For the first time in more than 50 years, an passenger flight American airline provided to Cuba.

Jet Blue Flight 387 departs from Fort Lauderdale International Airport, for Santa Clara, Cuba, inaugurating the first regularly scheduled commercial flight between the US and Cuba in more than half a century, on August 31, 2016.

This historic flight took place this morning from Fort Lauderdale, Florida and arrived in Santa Clara, east of the capital Havana. The successful flight took an estimated 51 minutes.

According to a New York Times report, JetBlue’s executive vice president Marty St. George explained that a propeller plane was used the last time a US airline regularly scheduled flights to the communist country.

A total of six airlines have come forth to provide services to nine Cuban cities — a change of pace from the charter flights passengers had been forced to book in order to visit the country. These charter flights have been burdensome for passengers flying to Cuba: flights were unreliable and expensive, and the processing procedures was drawn-out.

“Up to a year ago, we were doing reservations by fax machines,” said Peter Sanchez, chief executive of Cuba Tours and Travel, to the New York Times.

The resumed service follows other diplomatic moves from the Obama administration that signal warming relations between the two countries.

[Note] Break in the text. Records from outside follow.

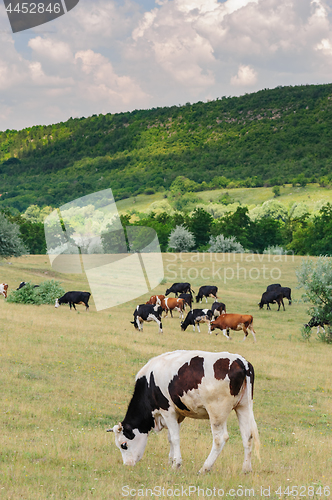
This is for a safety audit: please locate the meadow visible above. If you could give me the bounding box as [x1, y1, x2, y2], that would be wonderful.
[0, 254, 332, 500]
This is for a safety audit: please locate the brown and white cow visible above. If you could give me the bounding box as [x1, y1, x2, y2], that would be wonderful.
[145, 295, 165, 306]
[210, 314, 256, 342]
[108, 351, 259, 473]
[0, 283, 8, 299]
[157, 297, 186, 319]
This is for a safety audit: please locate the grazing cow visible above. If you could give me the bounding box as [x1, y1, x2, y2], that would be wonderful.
[0, 283, 8, 299]
[130, 304, 163, 333]
[179, 293, 193, 310]
[210, 314, 256, 342]
[181, 309, 212, 333]
[146, 295, 165, 306]
[211, 302, 226, 318]
[16, 281, 39, 290]
[196, 285, 218, 303]
[165, 283, 192, 297]
[157, 297, 185, 319]
[107, 351, 259, 473]
[266, 283, 281, 292]
[55, 292, 91, 311]
[304, 316, 330, 335]
[266, 283, 292, 306]
[258, 288, 285, 311]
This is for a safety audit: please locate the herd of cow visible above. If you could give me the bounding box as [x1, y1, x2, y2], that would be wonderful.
[131, 283, 292, 341]
[0, 282, 326, 473]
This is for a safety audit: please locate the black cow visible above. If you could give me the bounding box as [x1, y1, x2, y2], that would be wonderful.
[304, 316, 330, 335]
[266, 283, 292, 306]
[258, 289, 285, 311]
[108, 351, 259, 473]
[130, 304, 163, 333]
[211, 302, 226, 318]
[55, 292, 91, 311]
[165, 283, 192, 297]
[179, 293, 193, 310]
[16, 281, 39, 290]
[181, 309, 213, 333]
[196, 285, 218, 303]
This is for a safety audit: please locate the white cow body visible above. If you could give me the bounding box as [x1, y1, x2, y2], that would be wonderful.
[110, 351, 259, 472]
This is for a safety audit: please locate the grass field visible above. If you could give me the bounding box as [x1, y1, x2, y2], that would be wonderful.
[0, 254, 332, 500]
[116, 184, 332, 214]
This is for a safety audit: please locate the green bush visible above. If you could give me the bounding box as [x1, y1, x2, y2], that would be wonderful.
[7, 280, 65, 305]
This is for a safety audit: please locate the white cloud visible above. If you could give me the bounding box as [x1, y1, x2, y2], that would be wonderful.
[0, 0, 332, 129]
[231, 64, 257, 87]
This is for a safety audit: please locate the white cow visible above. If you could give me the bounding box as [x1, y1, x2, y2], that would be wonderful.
[0, 283, 8, 299]
[108, 351, 259, 472]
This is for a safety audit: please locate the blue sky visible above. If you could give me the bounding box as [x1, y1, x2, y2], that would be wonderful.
[0, 0, 332, 130]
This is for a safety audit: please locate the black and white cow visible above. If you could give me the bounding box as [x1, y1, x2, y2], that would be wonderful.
[179, 293, 193, 310]
[258, 288, 285, 311]
[108, 351, 259, 473]
[181, 309, 213, 333]
[304, 316, 331, 335]
[196, 285, 218, 303]
[165, 283, 192, 297]
[266, 283, 292, 306]
[211, 302, 226, 318]
[16, 281, 39, 290]
[55, 292, 91, 311]
[131, 304, 163, 333]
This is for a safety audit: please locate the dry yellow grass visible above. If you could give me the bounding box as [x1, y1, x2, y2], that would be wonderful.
[0, 254, 332, 500]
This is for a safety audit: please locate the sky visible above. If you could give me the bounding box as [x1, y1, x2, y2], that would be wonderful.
[0, 0, 332, 130]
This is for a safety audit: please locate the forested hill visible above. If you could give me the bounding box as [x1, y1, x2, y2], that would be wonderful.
[0, 84, 332, 211]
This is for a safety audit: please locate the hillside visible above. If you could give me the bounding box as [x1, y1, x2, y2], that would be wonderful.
[0, 84, 332, 211]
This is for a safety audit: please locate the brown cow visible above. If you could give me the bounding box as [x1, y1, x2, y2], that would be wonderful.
[0, 283, 8, 299]
[157, 297, 185, 319]
[145, 295, 165, 306]
[211, 314, 256, 342]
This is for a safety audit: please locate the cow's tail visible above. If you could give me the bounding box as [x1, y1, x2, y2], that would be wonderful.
[246, 362, 261, 461]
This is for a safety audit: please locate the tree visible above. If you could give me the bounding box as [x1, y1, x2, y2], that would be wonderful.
[296, 256, 332, 321]
[168, 226, 195, 252]
[188, 208, 213, 247]
[209, 234, 244, 253]
[0, 213, 28, 259]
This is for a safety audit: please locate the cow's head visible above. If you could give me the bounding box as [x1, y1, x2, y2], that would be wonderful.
[107, 423, 148, 465]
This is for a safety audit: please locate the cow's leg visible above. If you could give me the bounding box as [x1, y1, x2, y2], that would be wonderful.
[164, 412, 182, 469]
[222, 328, 230, 339]
[235, 395, 259, 474]
[247, 325, 256, 342]
[199, 402, 232, 474]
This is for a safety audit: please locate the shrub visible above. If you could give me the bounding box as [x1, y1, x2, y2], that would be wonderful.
[168, 225, 195, 252]
[7, 280, 65, 305]
[209, 234, 244, 253]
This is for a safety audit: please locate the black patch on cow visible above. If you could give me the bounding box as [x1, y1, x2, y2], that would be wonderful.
[168, 356, 204, 411]
[213, 358, 229, 380]
[228, 358, 246, 396]
[150, 372, 169, 410]
[122, 372, 169, 439]
[247, 361, 255, 399]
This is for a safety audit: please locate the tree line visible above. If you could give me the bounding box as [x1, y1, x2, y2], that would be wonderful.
[0, 203, 332, 257]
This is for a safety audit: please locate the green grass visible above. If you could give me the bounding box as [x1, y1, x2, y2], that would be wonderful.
[116, 184, 332, 214]
[0, 254, 332, 500]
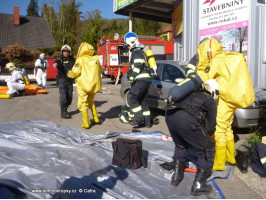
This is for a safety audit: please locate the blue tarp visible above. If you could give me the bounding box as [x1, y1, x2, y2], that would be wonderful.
[0, 120, 230, 199]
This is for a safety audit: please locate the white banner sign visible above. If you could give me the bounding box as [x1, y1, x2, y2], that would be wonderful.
[199, 0, 249, 56]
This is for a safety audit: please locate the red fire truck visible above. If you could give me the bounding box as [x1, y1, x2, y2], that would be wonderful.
[98, 35, 174, 80]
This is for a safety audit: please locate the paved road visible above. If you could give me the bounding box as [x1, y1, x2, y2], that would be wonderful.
[0, 79, 266, 199]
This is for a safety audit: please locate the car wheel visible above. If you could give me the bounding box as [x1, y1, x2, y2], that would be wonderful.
[124, 90, 130, 107]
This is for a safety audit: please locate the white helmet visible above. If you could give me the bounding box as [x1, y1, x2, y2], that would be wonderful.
[40, 53, 45, 58]
[61, 44, 71, 52]
[124, 32, 144, 48]
[6, 63, 16, 70]
[203, 79, 220, 99]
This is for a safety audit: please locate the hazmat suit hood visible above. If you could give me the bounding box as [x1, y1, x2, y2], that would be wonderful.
[68, 42, 102, 99]
[197, 38, 223, 71]
[77, 42, 94, 57]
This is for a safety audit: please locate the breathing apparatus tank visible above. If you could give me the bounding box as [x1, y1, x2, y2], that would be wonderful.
[146, 50, 157, 74]
[168, 69, 203, 102]
[0, 94, 11, 99]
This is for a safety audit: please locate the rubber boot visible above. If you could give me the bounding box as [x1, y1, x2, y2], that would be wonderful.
[90, 104, 100, 123]
[144, 116, 152, 128]
[61, 106, 70, 119]
[191, 169, 212, 196]
[212, 145, 226, 171]
[81, 110, 90, 129]
[171, 160, 185, 186]
[236, 146, 250, 173]
[225, 140, 236, 165]
[160, 160, 175, 171]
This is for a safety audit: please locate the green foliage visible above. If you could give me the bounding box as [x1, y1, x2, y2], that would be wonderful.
[27, 0, 39, 17]
[81, 9, 103, 51]
[41, 0, 162, 55]
[1, 44, 35, 68]
[247, 127, 266, 142]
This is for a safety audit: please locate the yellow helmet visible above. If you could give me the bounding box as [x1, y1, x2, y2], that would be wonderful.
[6, 63, 16, 70]
[61, 44, 71, 52]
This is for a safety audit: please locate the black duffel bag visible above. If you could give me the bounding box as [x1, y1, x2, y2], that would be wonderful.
[112, 138, 147, 169]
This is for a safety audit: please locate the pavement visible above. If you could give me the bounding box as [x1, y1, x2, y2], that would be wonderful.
[0, 79, 266, 199]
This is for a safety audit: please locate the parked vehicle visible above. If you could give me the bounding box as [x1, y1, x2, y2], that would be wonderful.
[120, 61, 266, 128]
[97, 35, 174, 80]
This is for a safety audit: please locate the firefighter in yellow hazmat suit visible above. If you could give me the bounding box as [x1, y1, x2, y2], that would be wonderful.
[68, 42, 102, 128]
[190, 39, 255, 170]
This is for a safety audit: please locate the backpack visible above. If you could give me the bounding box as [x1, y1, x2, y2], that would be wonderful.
[112, 138, 147, 169]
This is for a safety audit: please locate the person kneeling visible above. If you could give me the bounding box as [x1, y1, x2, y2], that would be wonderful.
[166, 79, 219, 196]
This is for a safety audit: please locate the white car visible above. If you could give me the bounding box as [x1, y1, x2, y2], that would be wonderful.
[120, 60, 266, 128]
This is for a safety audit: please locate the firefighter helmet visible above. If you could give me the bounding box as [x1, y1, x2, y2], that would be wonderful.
[124, 32, 142, 48]
[61, 44, 71, 52]
[6, 63, 16, 70]
[40, 53, 45, 58]
[203, 79, 220, 99]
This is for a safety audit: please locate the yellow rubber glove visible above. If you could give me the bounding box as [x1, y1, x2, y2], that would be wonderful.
[67, 71, 75, 78]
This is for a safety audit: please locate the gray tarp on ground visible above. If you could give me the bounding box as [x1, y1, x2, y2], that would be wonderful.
[0, 120, 230, 199]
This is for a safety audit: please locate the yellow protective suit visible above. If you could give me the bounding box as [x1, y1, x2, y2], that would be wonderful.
[68, 42, 102, 128]
[197, 39, 255, 170]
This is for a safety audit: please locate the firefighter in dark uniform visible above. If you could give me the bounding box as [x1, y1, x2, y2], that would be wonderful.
[53, 45, 75, 118]
[124, 32, 151, 128]
[166, 79, 219, 196]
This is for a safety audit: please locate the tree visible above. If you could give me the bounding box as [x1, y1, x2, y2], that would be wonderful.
[132, 18, 162, 35]
[41, 0, 58, 35]
[27, 0, 39, 17]
[56, 0, 81, 50]
[81, 9, 103, 50]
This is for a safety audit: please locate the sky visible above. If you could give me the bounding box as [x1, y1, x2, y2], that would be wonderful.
[0, 0, 128, 19]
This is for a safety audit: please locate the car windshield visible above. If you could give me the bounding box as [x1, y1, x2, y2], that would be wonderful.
[160, 63, 185, 82]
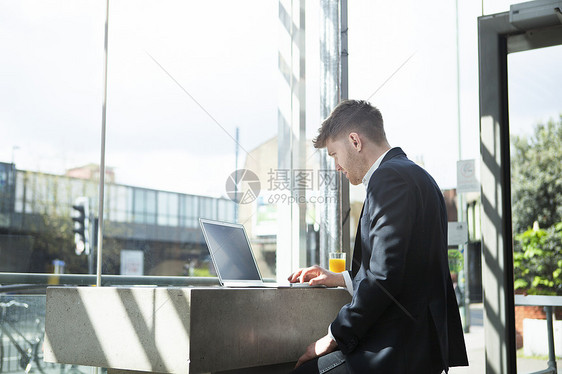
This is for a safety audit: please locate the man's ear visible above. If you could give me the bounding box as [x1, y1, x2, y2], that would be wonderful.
[347, 132, 363, 152]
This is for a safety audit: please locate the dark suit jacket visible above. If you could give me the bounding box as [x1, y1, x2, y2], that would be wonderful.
[331, 148, 468, 374]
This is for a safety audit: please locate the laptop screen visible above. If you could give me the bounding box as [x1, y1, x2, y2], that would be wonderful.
[201, 219, 261, 281]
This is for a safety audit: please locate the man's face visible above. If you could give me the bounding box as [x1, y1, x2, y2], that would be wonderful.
[326, 137, 365, 186]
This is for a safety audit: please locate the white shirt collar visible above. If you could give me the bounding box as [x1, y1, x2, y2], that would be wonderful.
[363, 149, 390, 188]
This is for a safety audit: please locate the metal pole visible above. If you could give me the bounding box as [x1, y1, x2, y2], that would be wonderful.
[96, 0, 109, 287]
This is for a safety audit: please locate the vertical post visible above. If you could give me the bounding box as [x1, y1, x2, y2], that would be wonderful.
[478, 12, 517, 374]
[544, 305, 557, 373]
[319, 0, 349, 268]
[96, 0, 109, 287]
[455, 0, 470, 333]
[339, 0, 351, 262]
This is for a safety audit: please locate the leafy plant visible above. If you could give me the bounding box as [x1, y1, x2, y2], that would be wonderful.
[513, 222, 562, 295]
[511, 116, 562, 233]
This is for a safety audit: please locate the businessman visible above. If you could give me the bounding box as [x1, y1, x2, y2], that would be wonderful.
[289, 100, 468, 374]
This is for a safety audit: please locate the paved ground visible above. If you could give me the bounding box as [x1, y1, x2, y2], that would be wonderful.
[449, 304, 562, 374]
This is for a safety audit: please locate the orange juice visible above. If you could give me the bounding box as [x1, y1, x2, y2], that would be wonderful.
[330, 258, 345, 273]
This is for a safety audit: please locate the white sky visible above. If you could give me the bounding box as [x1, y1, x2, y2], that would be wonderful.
[0, 0, 562, 196]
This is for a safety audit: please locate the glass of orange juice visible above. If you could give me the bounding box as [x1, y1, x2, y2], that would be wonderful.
[330, 252, 345, 273]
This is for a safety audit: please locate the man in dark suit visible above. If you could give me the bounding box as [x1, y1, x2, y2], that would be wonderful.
[289, 100, 468, 374]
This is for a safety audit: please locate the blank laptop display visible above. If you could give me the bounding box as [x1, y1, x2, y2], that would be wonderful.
[199, 218, 263, 286]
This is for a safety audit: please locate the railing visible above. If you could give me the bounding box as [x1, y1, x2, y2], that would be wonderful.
[515, 295, 562, 374]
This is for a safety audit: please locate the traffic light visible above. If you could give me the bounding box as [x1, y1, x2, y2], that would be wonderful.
[72, 197, 90, 255]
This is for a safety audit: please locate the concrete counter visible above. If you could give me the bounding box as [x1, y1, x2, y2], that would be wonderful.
[44, 287, 351, 373]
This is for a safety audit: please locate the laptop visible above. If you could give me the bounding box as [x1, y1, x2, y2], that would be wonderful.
[199, 218, 314, 287]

“We will end an outdated approach that, for decades, has failed to advance our interests, and instead we will begin to normalize relations between our two countries,” said President Obama in a statement on policy changes towards Cuba in December 2014.

Since then, embassies were opened and an American assembly plant was authorized to be built in Cuba.

However, the transition has not been without a few bureaucratic hiccups. Although there have been exceptions, US citizens that are classified as tourists are still officially banned from traveling to the country. Additionally, the New York Times reported that the tractor assembly plant, which was approved by the US to be built in Cuba, was delayed by Cuban authorities.